Proposition (7): A change in the law to provide for reporting restrictions or anonymity without going through the process of making a RRO having first undertaken the In re S ‘balancing exercise’, cannot be effected by rule changes; primary legislation will be required.[9] As Mostyn J said in Gallagher v Gallagher, para [85]:

“to create a scheme providing for standardised anonymisation of financial remedy judgments will require primary legislation.”

The Mostyn thesis – some questions: I pose three obvious questions:

  • Has Mostyn J got the law right? I believe the answer is simple: the law is as Mostyn J has laid it down. The challenge for those who disagree is to identify which of the seven propositions is erroneous, and why.
  • If not, where has he gone wrong, and what is the law? The burden is on those who differ from him to identify precisely where Mostyn J has gone wrong, and why, and to set out what they believe the law to be.
  • If the law, whatever it may be, is not satisfactory, what ought it to be? In my view the law is satisfactory, so I leave it to others to set out why it is not and what ought to be done.

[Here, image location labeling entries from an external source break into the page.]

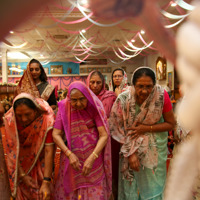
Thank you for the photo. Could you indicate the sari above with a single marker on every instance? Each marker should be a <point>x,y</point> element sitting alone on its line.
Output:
<point>151,148</point>
<point>124,84</point>
<point>106,97</point>
<point>82,135</point>
<point>25,147</point>
<point>42,90</point>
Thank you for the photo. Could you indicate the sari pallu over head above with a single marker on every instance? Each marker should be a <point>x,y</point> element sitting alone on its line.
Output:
<point>27,85</point>
<point>124,115</point>
<point>68,114</point>
<point>25,146</point>
<point>124,84</point>
<point>106,97</point>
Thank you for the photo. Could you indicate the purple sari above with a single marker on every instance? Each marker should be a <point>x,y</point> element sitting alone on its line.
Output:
<point>82,140</point>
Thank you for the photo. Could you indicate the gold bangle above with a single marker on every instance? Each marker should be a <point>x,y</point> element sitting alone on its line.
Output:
<point>22,175</point>
<point>66,152</point>
<point>95,154</point>
<point>45,181</point>
<point>69,154</point>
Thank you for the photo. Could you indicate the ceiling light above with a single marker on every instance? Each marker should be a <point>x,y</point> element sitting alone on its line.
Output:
<point>17,55</point>
<point>83,2</point>
<point>173,4</point>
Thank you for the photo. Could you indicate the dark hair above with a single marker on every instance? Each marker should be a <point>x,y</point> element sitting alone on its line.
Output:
<point>118,69</point>
<point>24,101</point>
<point>99,74</point>
<point>43,76</point>
<point>144,72</point>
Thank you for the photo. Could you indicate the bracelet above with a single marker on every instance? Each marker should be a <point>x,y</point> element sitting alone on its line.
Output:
<point>69,154</point>
<point>47,179</point>
<point>66,152</point>
<point>22,175</point>
<point>95,154</point>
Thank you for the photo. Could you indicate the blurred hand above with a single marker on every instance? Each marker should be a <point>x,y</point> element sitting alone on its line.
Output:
<point>45,191</point>
<point>74,162</point>
<point>134,162</point>
<point>88,165</point>
<point>137,130</point>
<point>118,91</point>
<point>29,182</point>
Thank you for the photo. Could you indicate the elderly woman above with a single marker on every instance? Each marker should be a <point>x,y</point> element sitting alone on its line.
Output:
<point>4,184</point>
<point>119,81</point>
<point>139,121</point>
<point>28,147</point>
<point>96,83</point>
<point>81,132</point>
<point>34,82</point>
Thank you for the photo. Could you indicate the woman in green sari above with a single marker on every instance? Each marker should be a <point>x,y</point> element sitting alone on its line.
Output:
<point>139,121</point>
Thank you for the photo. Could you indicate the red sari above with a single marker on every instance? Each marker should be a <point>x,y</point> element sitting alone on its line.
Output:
<point>25,147</point>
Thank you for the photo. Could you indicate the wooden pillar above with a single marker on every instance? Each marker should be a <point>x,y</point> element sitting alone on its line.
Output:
<point>4,67</point>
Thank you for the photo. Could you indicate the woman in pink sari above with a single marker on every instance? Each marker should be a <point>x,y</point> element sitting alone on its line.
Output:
<point>96,82</point>
<point>28,147</point>
<point>81,131</point>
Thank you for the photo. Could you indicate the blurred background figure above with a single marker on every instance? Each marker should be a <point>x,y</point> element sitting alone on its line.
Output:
<point>34,82</point>
<point>28,147</point>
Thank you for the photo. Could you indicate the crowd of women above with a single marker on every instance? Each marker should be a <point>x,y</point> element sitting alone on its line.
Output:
<point>113,143</point>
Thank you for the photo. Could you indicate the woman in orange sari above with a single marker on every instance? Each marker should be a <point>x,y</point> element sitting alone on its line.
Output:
<point>4,184</point>
<point>28,147</point>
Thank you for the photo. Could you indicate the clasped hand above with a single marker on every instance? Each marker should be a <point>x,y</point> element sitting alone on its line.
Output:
<point>87,166</point>
<point>137,129</point>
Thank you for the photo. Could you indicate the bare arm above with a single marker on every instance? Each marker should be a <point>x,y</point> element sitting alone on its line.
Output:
<point>167,125</point>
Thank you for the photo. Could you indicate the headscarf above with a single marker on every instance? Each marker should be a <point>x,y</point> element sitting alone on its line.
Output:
<point>106,97</point>
<point>68,114</point>
<point>124,84</point>
<point>123,116</point>
<point>27,84</point>
<point>32,138</point>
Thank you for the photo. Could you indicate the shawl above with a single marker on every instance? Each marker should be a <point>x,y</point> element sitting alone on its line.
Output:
<point>27,85</point>
<point>123,116</point>
<point>106,97</point>
<point>124,84</point>
<point>25,147</point>
<point>71,116</point>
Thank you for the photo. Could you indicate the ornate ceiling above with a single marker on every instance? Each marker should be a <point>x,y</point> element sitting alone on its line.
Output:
<point>67,31</point>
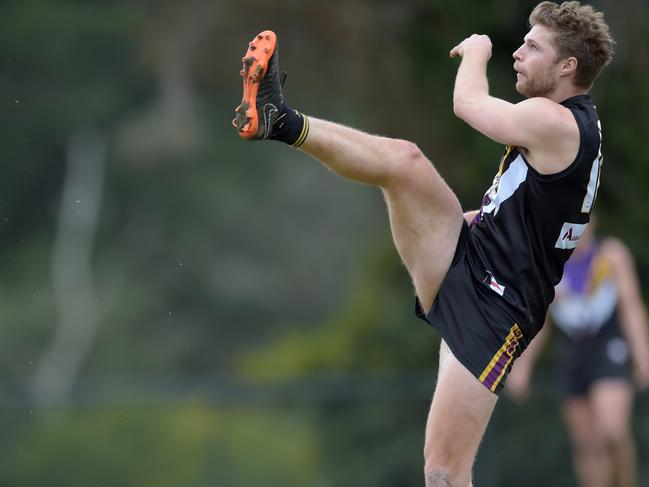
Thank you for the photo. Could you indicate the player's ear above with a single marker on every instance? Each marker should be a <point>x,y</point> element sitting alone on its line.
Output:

I have previously considered the Mostyn thesis on a number of occasions. I refer to two in particular. In Some Sunlight Seeps In [2022] FRJ 79, I asserted that Mostyn J was completely right in the views he had expressed, and I provided additional reasons in support of those views. I continue to believe that the Mostyn thesis is correct. Subsequently, on 26 September 2022 I submitted to the Law Commission a Memorandum dealing with eight topics which I invited the Commission to consider as part of its Contempt of Court Project[10] and in which I reiterated my support for the Mostyn thesis. For present purposes I draw attention to two matters on which I urged the need for reform:

  • First, I argued that the existing rubric should be abolished in financial remedy cases at the earliest opportunity. It is, I said, a brutum fulmen, thoroughly misleading and almost certainly unlawful.
  • Secondly, I argued that the Judicial Proceedings (Regulation of Reports) Act 1926 should be repealed in its entirety. Section 1(1)(a), I said, is a dead letter, is anachronistic in modern conditions and serves no useful purpose. Acknowledging the continuing controversy as to the meaning and effect of section 1(1)(b) (as to which see Xanthopoulos v Rakshina, paras [129]-[134] and my article Some Sunlight Seeps In [2022] FRJ 79, 84-85), I said that, with the recent implementation of divorce law reform and, separately, the administrative separation of the processes of divorce, etc, from financial remedies proceedings, section 1(1)(b) no longer serves any useful purpose.  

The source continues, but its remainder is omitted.